I should also mention that I have tried disabling all hooks in /includes/config.php and also had "undeletable users" set for my Administrator account (how then can it have changed my 'old' password then? I thought that config.php rules 'RULED' over all other settings!!!))) ... whenever I would try to paste in my 'old' password (which is definitely correct!) to change the password, I'd get a message saying I had not typed my *current* password in correctly! I have also tried removing all related cookies, restarting Firefox, again, no go. Tried of course, restoring older versions of the database (after installation of this mod but before the 180 days had passed), resetting the clock backwards, then forwards, still no go. Tried logging in using tools.php ... this seemed to work once, then would not work again ... still can't get in. I finally tried resetting the clock to present time, then tried tools.php Admin restore, then tried going to the password modification page this mod presents ... I removed whatever was in the 'old password' field, put in my newer password after having changed it in AdminCP at some point ... no go. Tried putting in the OLD password, and for some reason (still unknown to me), I was able to change the password ... then tried logging out, then in again as Administrator and was able to log into AdminCP ... right at the moment things look pretty normal again ... but : (soap opera music plays) 1. Will I be able to uninstall this thing successfully? 2. Will I get locked out again in about 6 months? 3. Will I be able to get back in again? 4. Will this happen to my other users? 5. Will this mod ever be fixed and updated?

Hey, I can understand if someone does not have the time to support a mod they have created, but when that mod has the capability of LOCKING OUT THE ADMIN, that no-support policy should be changed for that mod, at least until it's fixed.

VIP

First, I'm sorry that you're having problems. The fact is that while I won't rule out ever making ny changes or releasing fixes, at this point you'd have to consider all my mods as unsupported. And you're right, if one of them has an issue it should be quarantined, although I think that may only done for security issues and not for bugs.

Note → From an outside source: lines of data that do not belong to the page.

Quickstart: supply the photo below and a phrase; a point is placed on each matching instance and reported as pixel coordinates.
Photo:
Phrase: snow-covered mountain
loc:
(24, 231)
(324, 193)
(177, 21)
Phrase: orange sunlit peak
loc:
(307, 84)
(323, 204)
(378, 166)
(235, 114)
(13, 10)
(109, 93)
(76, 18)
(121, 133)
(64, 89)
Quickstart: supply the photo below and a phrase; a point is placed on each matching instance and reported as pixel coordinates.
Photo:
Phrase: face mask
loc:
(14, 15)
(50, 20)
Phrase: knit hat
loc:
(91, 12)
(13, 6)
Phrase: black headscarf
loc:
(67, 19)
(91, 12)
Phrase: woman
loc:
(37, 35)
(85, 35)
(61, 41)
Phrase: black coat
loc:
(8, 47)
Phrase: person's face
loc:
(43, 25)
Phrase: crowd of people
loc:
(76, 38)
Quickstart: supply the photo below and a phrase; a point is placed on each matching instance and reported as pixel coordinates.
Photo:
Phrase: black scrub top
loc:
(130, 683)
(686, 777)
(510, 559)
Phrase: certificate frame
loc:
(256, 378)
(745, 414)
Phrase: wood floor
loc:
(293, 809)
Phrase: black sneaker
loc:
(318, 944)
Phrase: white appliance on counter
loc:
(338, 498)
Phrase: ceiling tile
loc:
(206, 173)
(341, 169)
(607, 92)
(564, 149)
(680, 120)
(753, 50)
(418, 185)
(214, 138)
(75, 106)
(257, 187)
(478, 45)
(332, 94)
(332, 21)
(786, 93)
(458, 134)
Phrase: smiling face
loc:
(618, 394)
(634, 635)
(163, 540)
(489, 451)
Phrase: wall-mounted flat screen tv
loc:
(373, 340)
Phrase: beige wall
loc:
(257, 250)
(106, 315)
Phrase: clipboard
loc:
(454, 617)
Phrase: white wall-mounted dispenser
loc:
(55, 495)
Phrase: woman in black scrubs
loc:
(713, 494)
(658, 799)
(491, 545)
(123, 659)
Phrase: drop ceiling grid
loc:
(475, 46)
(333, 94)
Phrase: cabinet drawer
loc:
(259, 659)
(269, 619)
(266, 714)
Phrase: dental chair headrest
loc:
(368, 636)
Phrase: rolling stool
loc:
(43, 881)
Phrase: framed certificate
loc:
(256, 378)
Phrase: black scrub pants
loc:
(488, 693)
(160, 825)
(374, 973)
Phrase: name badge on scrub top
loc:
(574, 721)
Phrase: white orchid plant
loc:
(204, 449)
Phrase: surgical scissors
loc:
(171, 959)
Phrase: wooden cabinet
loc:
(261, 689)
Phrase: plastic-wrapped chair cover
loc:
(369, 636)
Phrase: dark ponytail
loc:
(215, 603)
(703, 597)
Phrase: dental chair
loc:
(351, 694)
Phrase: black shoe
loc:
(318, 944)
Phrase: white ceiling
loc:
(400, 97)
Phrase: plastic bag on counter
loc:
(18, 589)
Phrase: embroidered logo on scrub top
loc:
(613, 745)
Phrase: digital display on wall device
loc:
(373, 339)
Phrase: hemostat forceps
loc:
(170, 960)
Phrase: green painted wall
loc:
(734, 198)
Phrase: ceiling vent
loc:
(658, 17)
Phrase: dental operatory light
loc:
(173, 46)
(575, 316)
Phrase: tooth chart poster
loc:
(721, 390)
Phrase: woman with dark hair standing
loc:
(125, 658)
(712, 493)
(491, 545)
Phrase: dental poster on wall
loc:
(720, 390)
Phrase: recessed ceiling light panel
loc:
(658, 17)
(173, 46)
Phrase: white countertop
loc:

That said, if I understand you correctly you seem to believe that the "Your password is 180 days old" screen is displayed by my mod, but it's not, that's a feature of vbulletin. It can be turned off by a setting somewhere I believe, but I have no way of finding which one right now. Maybe I'mm not understanding what you're saying, because I don't really understand why you didn't just change your password.